Ist die reg­uläre Blu­tung 5 Tage nach dem erwarteten Ter­min noch nicht einge­treten, sollte auf jeden Fall ein Schwanger­schaft­stest gemacht bzw. ein Arzt aufge­sucht wer­den. Auch wenn die Blu­tung nach Ein­nahme der Notfall-Pille nur sehr schwach oder ungewöhn­lich stark auftritt, Bauch­schmerzen, Übelkeit oder  Span­nungs­ge­füh­le in der Brust hinzukom­men, ist ein Arztbe­such empfehlenswert, da dies Anze­ichen für eine Schwanger­schaft sein können.

Verhütung bis zum nächsten Zyklus

Bis zum Ein­set­zen der näch­sten Men­stru­a­tion sollte nach Ein­nahme der Notfall-Pille zusät­zlich ein nicht hor­monales Ver­hü­tungsmit­tel einge­set­zt wer­den, z. B. ein Kon­dom. Frauen, diemdie Notfall-Pille mit Lev­onorgestrel [Link zu Wirk­stoff Lev­onorgestrel] ein­genom­men haben und reg­ulär mit der Anti-Baby-Pille ver­hüten, soll­ten diese nach der Not­fal­lkon­trazep­tion wie gewohnt weit­ernehmen. Trotz­dem sollte auch hier zusät­zlich ein nicht hor­monales Ver­hü­tungsmit­tel einge­set­zt werden.

 

Den Eisprung ermitteln

Es gibt ver­schiedene Meth­o­d­en, den Eis­prung in einem Zyk­lus zu bes­tim­men.

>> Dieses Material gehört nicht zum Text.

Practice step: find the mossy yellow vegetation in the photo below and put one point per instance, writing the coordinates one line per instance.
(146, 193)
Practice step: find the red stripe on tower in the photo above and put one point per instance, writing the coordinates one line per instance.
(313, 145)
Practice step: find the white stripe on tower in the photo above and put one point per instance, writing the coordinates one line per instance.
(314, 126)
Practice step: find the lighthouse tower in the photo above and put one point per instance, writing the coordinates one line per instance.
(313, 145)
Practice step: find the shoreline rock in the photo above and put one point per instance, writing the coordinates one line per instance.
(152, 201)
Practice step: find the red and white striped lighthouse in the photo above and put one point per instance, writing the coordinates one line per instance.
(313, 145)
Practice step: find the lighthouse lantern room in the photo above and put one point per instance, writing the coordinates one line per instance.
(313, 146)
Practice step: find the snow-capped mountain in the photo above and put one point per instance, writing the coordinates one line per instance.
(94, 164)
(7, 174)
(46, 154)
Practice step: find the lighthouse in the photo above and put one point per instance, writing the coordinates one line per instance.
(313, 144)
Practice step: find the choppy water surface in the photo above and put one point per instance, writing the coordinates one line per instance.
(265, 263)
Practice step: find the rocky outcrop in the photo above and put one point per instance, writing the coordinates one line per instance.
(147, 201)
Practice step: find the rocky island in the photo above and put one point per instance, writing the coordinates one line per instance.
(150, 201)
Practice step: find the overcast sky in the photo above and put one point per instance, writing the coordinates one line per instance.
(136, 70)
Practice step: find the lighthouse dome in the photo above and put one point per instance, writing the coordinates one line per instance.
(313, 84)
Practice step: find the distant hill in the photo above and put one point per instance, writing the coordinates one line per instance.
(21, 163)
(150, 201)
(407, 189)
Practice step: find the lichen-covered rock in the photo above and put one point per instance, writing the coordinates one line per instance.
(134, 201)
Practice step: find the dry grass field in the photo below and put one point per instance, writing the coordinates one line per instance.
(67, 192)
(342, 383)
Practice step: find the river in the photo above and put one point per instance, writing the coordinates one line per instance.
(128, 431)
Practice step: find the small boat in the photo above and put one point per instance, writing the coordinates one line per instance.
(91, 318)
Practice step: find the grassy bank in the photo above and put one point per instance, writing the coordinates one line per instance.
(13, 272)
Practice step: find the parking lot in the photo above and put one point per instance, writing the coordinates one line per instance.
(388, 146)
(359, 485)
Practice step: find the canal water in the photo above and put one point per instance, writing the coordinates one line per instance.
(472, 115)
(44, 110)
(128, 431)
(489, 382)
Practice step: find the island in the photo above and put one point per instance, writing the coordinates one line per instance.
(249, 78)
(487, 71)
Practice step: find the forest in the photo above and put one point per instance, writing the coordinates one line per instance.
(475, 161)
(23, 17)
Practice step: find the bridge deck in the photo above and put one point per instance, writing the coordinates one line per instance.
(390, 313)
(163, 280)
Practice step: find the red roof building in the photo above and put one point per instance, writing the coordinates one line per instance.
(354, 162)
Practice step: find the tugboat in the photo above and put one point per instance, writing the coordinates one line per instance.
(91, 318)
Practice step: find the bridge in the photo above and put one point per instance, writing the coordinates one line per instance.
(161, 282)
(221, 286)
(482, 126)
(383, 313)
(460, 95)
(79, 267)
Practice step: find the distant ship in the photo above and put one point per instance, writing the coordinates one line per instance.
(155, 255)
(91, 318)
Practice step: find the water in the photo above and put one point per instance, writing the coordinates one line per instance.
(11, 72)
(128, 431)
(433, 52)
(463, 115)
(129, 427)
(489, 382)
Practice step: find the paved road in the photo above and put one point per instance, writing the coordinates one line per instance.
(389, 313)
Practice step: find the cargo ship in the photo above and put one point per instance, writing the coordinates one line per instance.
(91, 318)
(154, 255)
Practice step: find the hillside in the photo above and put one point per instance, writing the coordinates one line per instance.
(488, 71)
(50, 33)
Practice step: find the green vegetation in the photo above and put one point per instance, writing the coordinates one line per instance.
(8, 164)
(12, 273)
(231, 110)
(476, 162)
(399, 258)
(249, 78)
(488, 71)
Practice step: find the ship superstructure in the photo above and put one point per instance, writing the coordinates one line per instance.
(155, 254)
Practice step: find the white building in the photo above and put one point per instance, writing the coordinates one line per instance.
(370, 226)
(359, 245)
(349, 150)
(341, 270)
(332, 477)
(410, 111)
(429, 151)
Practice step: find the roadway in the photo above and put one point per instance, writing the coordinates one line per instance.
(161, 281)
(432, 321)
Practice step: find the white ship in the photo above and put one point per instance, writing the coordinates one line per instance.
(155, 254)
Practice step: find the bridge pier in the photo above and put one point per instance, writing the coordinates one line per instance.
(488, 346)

Ein Eisprung- oder Zyk­luskalen­der, die Analyse des Zervixschleims, kör­per­liche Anze­ichen wie z. B. das leichte Ziehen des Mit­telschmerzes. Allerd­ings schaf­fen es die meis­ten Frauen nicht, ihren Eis­prung genau zu bes­tim­men. Oft sind ein unregelmäßiger Zyk­lus oder äußere Ein­flüsse schuld. Zumal ist die Bes­tim­mung auf gar keinen Fall eine sichere Ver­hü­tungsmeth­ode. Sie eignet sich eher für Frauen, die schwanger wer­den möcht­en und so ihre frucht­baren Tage errechnen.